Bienvenido Maquedano

La espada de madera

Bienvenido Maquedano


Un hombre feliz

23/03/2021

De paseo. Hacía sol y fresco. La otra tarde, junto al río, conocí a un hombre feliz. Pescaba. Al pasar a su lado se levantó de una silla plegable y empuñó la caña con las dos manos porque habían picado: el sedal tenso, la punta de la caña doblada, la evidencia intuida de algo fuerte peleando bajo el agua. Me daba la espalda, no pude ver su expresión. Tiraba con conocimiento, recogía hilo con el carrete, aflojaba la tensión, volvía a tirar. Tras unos minutos, con la presa vencida, retomó el asiento, deslizó una red de palo largo bajo la caña y atrapó al pez. Sólo entonces se giró, como si me hubiera tenido a la vista todo el rato, y dijo: «¡Qué suerte, mira!
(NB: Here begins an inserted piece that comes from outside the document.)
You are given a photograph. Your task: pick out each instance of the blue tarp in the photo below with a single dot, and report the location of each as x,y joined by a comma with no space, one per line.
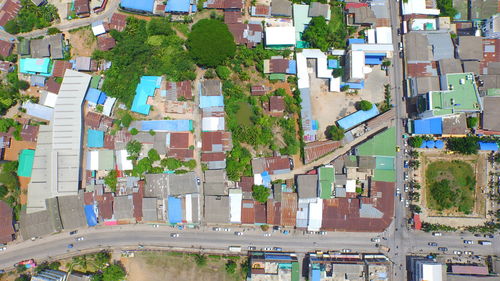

Serán cuatro kilos». La carpa boqueaba resbaladiza en la orilla, toda escamas y ojos aterrados. El pescador cortó el sedal con unos alicates, maniobró con un pincho de fondue en la garganta del pez, apartándole la lengua, y consiguió recuperar el anzuelo. «Y eso que he puesto un anzuelo chico. Otros días vienes a grandes y no hay manera. Basta que no los busques para tener la sorpresa». Sonaba contento, pero seguí sin ver sus gestos porque se los tapaban la mascarilla negra y las gafas de sol.
Poco parecía importarle que el agua hediese a estanque de lodos, que la basura navegase corriente abajo, que el sol le recalentase los rizos oscuros de la cabeza. Tampoco parecía preocupado por la amenaza latente del fascismo y del comunismo en el país. Estaba increíblemente tranquilo, teniendo en cuenta que era semana de compraventa de jueces y de salto de charca de políticos amorales. Ni siquiera se le veía agobiado por el ritmo de la vacunación, por el momento en que conseguiremos la inmunidad de rebaño, o por el exilio arabesco de un viejo rey. Su mundo se reducía a un instante, a ese instante, al momento intenso y fugaz de la captura.
«¿Un favor? Hazme una foto, anda», dijo mientras rebuscaba en la mochila un móvil agrietado. Me puse de espaldas al sol para evitar el contraluz; se puso de cara al sol, en cuclillas, sujetando con una mano la cabeza y con la otra la cola de la carpa. Le hice dos fotos para asegurar la calidad del recuerdo y luego, con mimo y sin rastro de pena, ni desasosiego, ni temor, ni crispación, ni siquiera de nostalgia, metió el pez en el río y lo acompañó unos segundos hasta que desapareció en las aguas turbias. «¡Qué suerte, pero qué suerte! No hay mejor manera de empezar la tarde», oí que decía cuando retomé el camino.